As more platforms come online, added functionality and customer-focused design will be important for securing additional business and broadening the market. Key factors for high-volume imagery services are quality, cadence, pricing, and the data platform itself. Quality of imagery differs from one vertical to another, with most service-based verticals demanding higher resolution, and many wide-area monitoring applications able to make do with medium or lower resolution. Cadence, more often referred to as refresh, refers to the frequency of data collection and delivery, better for applications looking to assess the current and future states of markets. High-volume services bring a significant price reduction for imagery, more-so in medium resolution (MR) markets where prices have already depreciated quite rapidly in recent years. Finally, as more data platforms are developed, extra features such as automation and value-added information will be leveraged to garner more customers.
While even the most traditionally-minded verticals are also making the transition to volume-based platforms, such as through Planet’s $14M contract with NGA, and BlackSky Global’s $16M contract with the USAF, this transition is slow, and more predominant in North America. Established relationships, a strong tendency to internalize imagery analysis, and different sales cycles than seen in more service-based verticals are expected to limit volume-based platform adoption in most regions. As a result, NSR expects Defense & Intelligence and Public Authorities to more strongly favor traditionally-purchased, by-the-scene VHR imagery, forecasting these verticals to represent 75% of the entire data market by 2026.
Bottom Line
There is significant pressure for the commoditization of commercial satellite Earth Observation data today. Downstream service providers want more data, more often, to extract insightful value from imagery coupled with ancillary data sources. There is a long-established history of declining imagery prices, which is accelerated due to increasing competition and supply both up- and down-stream.

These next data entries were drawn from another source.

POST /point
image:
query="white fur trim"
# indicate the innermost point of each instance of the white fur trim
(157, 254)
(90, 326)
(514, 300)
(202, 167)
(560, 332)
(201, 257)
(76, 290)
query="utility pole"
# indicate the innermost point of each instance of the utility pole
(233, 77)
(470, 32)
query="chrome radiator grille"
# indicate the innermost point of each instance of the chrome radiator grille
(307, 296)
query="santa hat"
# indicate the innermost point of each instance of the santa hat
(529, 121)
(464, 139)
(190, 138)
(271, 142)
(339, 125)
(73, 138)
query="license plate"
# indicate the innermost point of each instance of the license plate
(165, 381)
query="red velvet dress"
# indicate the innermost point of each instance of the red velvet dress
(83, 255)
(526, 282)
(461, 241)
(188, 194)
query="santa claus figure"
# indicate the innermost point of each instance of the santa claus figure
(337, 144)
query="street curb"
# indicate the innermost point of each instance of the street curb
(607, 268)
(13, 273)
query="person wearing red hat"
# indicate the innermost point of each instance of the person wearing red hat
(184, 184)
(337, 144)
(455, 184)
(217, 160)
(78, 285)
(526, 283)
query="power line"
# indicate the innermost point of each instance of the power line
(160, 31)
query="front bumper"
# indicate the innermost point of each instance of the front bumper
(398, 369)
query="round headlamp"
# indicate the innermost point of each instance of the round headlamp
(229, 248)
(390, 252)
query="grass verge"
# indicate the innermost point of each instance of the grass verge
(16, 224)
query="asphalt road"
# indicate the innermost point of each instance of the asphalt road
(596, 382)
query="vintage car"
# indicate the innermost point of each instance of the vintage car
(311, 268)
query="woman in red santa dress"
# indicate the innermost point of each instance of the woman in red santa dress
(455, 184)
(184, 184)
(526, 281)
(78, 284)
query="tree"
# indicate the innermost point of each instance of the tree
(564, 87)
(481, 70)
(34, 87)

Volume-based platforms are expanding the opportunity for Earth Observation data, attracting customers and users typically outside the industry, through Big Data analytics. As such, volume purchases are better for business, tapping into a segment growing 5 times faster than traditional scene-buying has traditionally experienced.
New data providers, focused on high imagery cadence, will require volume-based platforms to leverage their imagery, and established providers have already begun benefitting from the way platforms can make archived imagery relevant again. The more traditionally-minded verticals will continue to hesitate to adopt these platforms, but cost-saving automation and more frequent and reliable data are enticing opportunities.